Russia’s invasion of Ukraine has rattled the global oil market. The conflict sent already inflated oil prices in the post-pandemic world to a 14-year high. On March 08, 2022, WTI crude oil soared to $123.7/bbl, while Brent crude reached a price of $128/bbl. Gold prices also surged within hours of the invasion with investors’ flight to safe-haven assets. Benchmark New York gold futures traded at $1,977/oz. on February 24, 2022.

While oil prices are always sensitive to geopolitical risks, the Russia-Ukraine war holds special significance for the market. Russia is the third-largest oil producer in the world, behind the United States and Saudi Arabia. It is also the second-largest crude oil exporter after Saudi Arabia.


In December 2021, Russia exported 7.8 million mb/d, with 64% constituted by crude oil and condensate. Moreover, 60% of the country’s oil exports go to OECD Europe. As per the OECD, the disruptions to the flow of commodities due to the Russia Ukraine conflict will severely impact the Eurozone economy, and take off 1 percentage point from global growth in 2022.

The sanctions against Russia could further cripple energy exports worldwide. Oil prices surged 4% higher on March 09, 2022, as the US banned energy imports from Russia. Prices soared again on March 21, as the EU considers an import ban as well. The world could be experiencing one of the largest energy supply shocks, as per Goldman Sachs which has raised its 2022 Brent oil price forecast to $135/bbl from $98.

Ceasefire and Other Factors That Could Bring Down Price

So far high-level talks between Ukraine and Russia have failed to provide any results. But, should such talks lead to positive outcomes oil prices might come down in the near term. On March 14, 2022, global oil prices came down below $100/bbl, as negotiations between Russia and Ukraine started.


The prospect of a diplomatic solution could indeed ease the supply shock globally, which has sent commodities prices to extreme highs. However, there are also other forces at play that could hurt oil demand. China and the EU are currently experiencing a surge in Covid-19 infections. China has imposed tough lockdown measures for the first time since April 2020. Around 17.5 million people in Shenzhen are living under a lockdown, and travel restrictions have been imposed in the Jilin province. China is one of the biggest importers of crude oil.

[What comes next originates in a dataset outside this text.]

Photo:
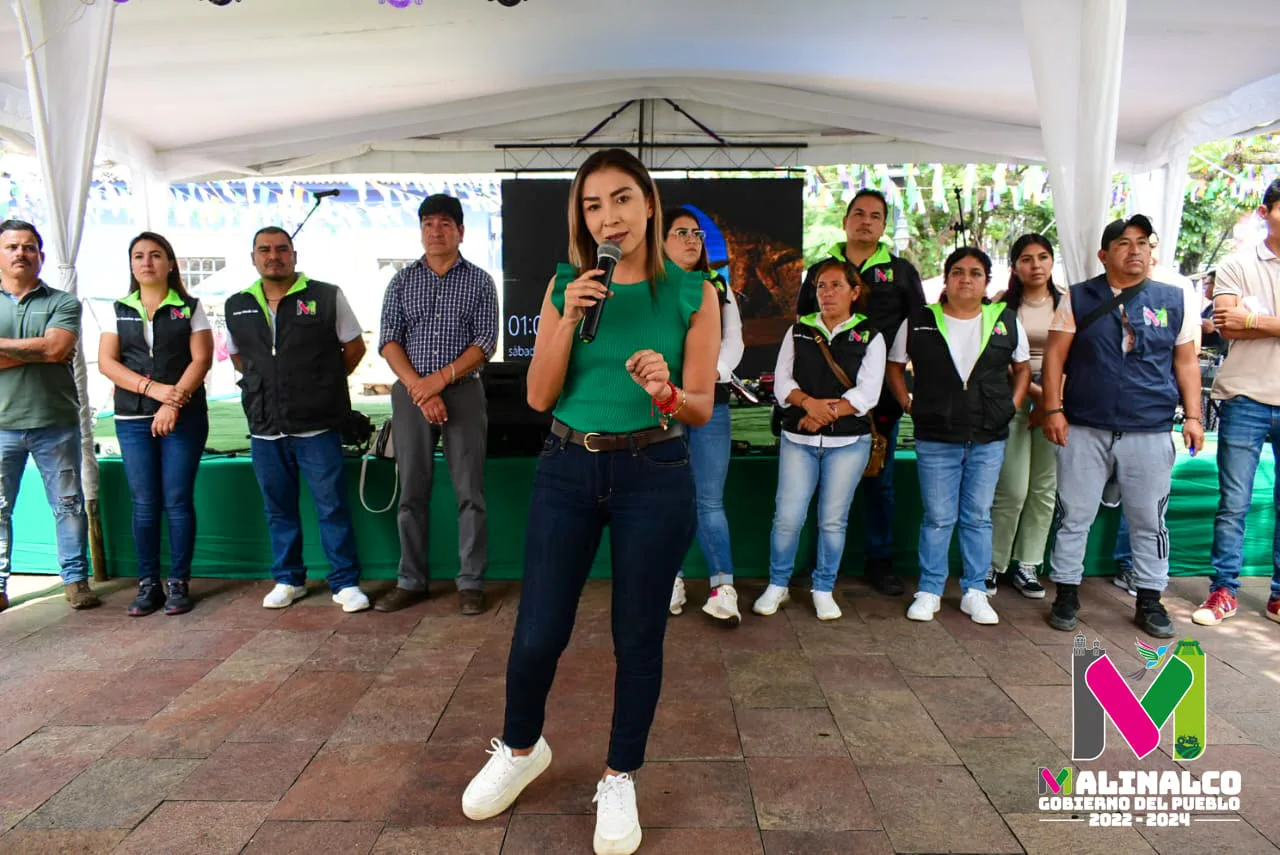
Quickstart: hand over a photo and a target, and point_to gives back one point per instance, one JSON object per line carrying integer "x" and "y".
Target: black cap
{"x": 1116, "y": 229}
{"x": 440, "y": 204}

Further, surging fuel costs have added to inflationary trends globally. Many central banks, including the US Fed, will likely increase interest rates for the first time since 2018. The strengthening of the US dollar could put downward pressure on oil prices.

Trading Oil Volatility the Right Way

It is hard to predict the outcome of the Russia-Ukraine war. What is clear is that traders need to brace for a period of high oil price volatility, driven by war and tight market fundamentals. The prospect of Iranian oil flooding the markets have been dashed with Moscow demanding separate terms, throwing the talks into disarray.

Trading With Derivatives

Traders can use derivatives like contracts for differences (CFDs) to leverage the opportunities from volatile oil prices. They can trade on the price movements of the underlying asset (Brent Crude or WTI Crude benchmark) without buying oil at the spot price. If the price is expected to rise, they can go long, or go short otherwise. Leverage can offer better exposure to the market, but it can also magnify losses. This is why traders need to exercise a proper trading strategy, including risk management plans.

Understanding Factors That Drive Prices

The supply and demand of oil are 2 major aspects that determine oil prices. The supply part includes:

  • OPEC (Organization of the Petroleum Exporting Countries): The cartel’s production cuts and extensions can impact oil prices. It’s important to track the news about their meetings and resulting policies.
  • Outages and Attacks: Any news about maintenance of key refineries worldwide or an attack on a production facility can cause prices to soar.

The demand side includes factors like:

  • Consumer Countries Outlook: Oil consumption has increased in countries like China, India, Japan, and other nations in the EMEA. Their economic performance as well as news of new virus outbreaks must be tracked. A slowdown could hamper demand and prices may fall.
  • Seasonal Variations: Cold winters mean European nations increase consumption of heating oil. In the summers, transport fuel is in demand in countries like the US.
  • Global Growth: Global economic growth has a positive correlation with oil prices.
  • Alternative Energy: Countries like Europe are rethinking their reliance on fossil fuels. Businesses are being pushed to transition towards a sustainable future, this can impact oil prices.

On a robust trading platform, technical and fundamental analysis becomes easier. With a 1:2 risk-reward ratio, traders can ensure optimum risk management. This is critical to navigate this uncertain landscape of war.